Hi. Im new to morel foraging and started today at a nearby park in northern Atlanta. Over 1 hour , I found what I believe to be two tiny morels, but since I don't know what I'm doing I would like some help identifying. The yellow one I found was right off the trail as soon as I started but looked as if something took the top off. The second was kinda black. Anyway are these morels and are they okay to eat? lol Thanks.


----------



## stripernut (Feb 25, 2018)

MT_MT said:


> Hi. Im new to morel foraging and started today at a nearby park in northern Atlanta. Over 1 hour , I found what I believe to be two tiny morels, but since I don't know what I'm doing I would like some help identifying. The yellow one I found was right off the trail as soon as I started but looked as if something took the top off. The second was kinda black. Anyway are these morels and are they okay to eat? lol Thanks.

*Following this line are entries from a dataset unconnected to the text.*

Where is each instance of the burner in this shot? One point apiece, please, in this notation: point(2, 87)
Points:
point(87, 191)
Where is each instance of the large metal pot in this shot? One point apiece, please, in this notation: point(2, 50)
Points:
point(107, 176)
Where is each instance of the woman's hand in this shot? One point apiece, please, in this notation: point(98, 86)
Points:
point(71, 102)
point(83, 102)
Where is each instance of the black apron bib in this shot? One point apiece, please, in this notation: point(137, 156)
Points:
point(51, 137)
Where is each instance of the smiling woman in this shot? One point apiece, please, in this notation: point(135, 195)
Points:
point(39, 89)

In my opinion you have a hit there. Can't tell what's going on with the last pic but that hollow stem is a good sign. Hopefully someone with more experience than mine will answer you.


----------



## deleted (Mar 30, 2013)

MT_MT said:


> Hi. Im new to morel foraging and started today at a nearby park in northern Atlanta. Over 1 hour , I found what I believe to be two tiny morels, but since I don't know what I'm doing I would like some help identifying. The yellow one I found was right off the trail as soon as I started but looked as if something took the top off. The second was kinda black. Anyway are these morels and are they okay to eat? lol Thanks.


Yep, you done good there. get a few more and fry um up !


----------



## MT_MT (Mar 11, 2018)

Thanks. Went to another park today and found a lot more  . Sadly I found quite a lot of morels today that were too small to consider picking or looked shriveled up.


----------



## Lydia (May 20, 2018)

I've found a couple of these around my house the last few years, but have always been afraid to try them. Can anyone verify they are true morels? I live in Western NY (just saw this is listed as GA but I'm having trouble finding the right forum to ask questions in).


----------



## Lydia (May 20, 2018)

T tom said:


> That's a true morel. If you're not sure slice them length wise and it will be completly hollow. False morels will kinda look like cotton on the inside of the stem.


IF i picked it yesterday and it sat out (it was high 50's today) is it still good? Or should they be refrigerated.


----------



## Lydia (May 20, 2018)

T tom said:


> Still good, you can dehydrate them in the sun, soak in water then cook. Put them in the fridge if you plan to eat soon.


Thanks! Glad I found this site!


----------